2.1.2 Preparation of MgO
MgO was obtained by the sol-gel method (as MgO-MgF2 samples) by hydrolysis of magnesium methoxide in water.
The gel of Mg(OH)2 was treated as the above Mg(OH)2-MgF2 system.
2.1.3 Eutectic LiCl–KCl–RbCl mixture
The eutectic LiCl–KCl–RbCl mixture containing 31.54 wt% LiCl, 23.47 wt% KCl and 44.99 wt% RbCl was used as the electrolyte [13]. The concentration of Na+ ions, which are the main contaminating component in the electrolyte, was 0.19 wt% and it was determined by inductively coupled plasma atomic emission spectrometer. Specially prepared electrolyte had no traces of H2O, LiOH, and Li2O.
The real melting temperature of the electrolyte (302.4 °C) was determined by the differential scanning calorimetry method using a differential thermoanalyzer, model STA 409C 3F, made by Netzsch (Germany).
2.1.4 Preparation of electrolyte pellets
The eutectic mixture consisting of 31.54 wt% LiCl, 23.47 wt% KCl, and 44.99 wt% RbCl was used as the electrolyte.
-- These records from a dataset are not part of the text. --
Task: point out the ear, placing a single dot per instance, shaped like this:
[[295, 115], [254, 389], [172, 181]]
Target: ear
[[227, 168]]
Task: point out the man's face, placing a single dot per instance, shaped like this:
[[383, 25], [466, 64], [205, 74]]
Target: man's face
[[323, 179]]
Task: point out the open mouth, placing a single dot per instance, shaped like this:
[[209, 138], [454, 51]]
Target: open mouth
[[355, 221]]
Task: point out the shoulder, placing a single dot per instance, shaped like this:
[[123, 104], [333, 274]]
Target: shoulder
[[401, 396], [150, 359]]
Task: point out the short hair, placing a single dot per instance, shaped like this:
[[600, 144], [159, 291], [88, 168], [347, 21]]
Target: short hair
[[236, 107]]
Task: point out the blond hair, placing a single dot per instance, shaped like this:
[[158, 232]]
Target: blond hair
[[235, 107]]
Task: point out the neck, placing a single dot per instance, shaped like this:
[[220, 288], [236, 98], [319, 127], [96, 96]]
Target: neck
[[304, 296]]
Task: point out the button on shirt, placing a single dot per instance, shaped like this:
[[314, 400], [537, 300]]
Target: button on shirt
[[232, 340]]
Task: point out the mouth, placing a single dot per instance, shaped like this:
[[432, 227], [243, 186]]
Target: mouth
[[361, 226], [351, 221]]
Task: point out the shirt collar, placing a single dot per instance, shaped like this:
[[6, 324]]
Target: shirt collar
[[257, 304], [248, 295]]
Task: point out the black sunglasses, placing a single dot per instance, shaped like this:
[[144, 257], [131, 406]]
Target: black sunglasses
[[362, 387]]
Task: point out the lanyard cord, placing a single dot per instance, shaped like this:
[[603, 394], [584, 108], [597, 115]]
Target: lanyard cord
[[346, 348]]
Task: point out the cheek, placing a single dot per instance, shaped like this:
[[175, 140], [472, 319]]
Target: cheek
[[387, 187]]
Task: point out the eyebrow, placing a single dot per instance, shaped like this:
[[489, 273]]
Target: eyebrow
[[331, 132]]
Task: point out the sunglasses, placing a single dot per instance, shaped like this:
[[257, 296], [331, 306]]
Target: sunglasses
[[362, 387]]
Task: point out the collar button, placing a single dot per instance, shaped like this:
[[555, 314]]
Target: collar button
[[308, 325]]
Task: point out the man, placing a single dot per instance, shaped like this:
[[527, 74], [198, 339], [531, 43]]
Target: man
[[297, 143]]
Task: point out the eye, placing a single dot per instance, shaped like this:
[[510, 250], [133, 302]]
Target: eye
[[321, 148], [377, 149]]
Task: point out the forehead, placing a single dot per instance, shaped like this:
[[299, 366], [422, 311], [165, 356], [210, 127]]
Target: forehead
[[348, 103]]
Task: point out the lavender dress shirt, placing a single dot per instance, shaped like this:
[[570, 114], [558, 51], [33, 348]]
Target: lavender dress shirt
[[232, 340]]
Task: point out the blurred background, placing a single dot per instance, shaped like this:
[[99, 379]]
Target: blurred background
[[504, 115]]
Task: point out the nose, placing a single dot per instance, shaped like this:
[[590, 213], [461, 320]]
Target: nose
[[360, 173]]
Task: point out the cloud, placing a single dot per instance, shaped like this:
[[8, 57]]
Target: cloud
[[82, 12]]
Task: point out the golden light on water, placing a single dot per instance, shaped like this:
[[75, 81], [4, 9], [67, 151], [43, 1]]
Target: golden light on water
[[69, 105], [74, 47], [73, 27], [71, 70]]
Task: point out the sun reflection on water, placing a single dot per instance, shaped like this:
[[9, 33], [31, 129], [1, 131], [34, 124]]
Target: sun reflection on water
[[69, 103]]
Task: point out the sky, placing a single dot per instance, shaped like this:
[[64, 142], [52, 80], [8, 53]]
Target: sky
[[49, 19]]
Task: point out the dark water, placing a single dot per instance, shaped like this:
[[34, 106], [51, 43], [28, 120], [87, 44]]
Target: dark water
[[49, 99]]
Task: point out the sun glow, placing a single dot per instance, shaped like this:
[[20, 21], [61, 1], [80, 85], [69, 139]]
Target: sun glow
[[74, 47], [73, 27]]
Electrolyte pellets were prepared by accurate mixing (no grinding) of definite amounts of dry electrolyte powders and immobilizing material. The obtained uniform mixtures (1.002 g), containing 40 wt% immobilizing agent, were placed in a pellet machine and pressed at a static pressure of 400 MPa.
2.2 Material characterization
2.2.1 Determination of surface area, pore volume, and pore diameter
Textural characterization of MgO-MgF2 system calcined at 500 and 600 °C was performed by the low-temperature (−196 °C) nitrogen adsorption-desorption using a sorptometer ASAP 2010 manufactured by Micromeritics (U.S.A.). Prior to the measurements of adsorption-desorption isotherms, the samples were outgassed at 300 °C for 4 h. Surface area was determined by the Brunauer–Emmet–Teller (BET) method, whereas total pore volume and average pore diameter were calculated using Barrett–Joyner–Halenda (BJH) method.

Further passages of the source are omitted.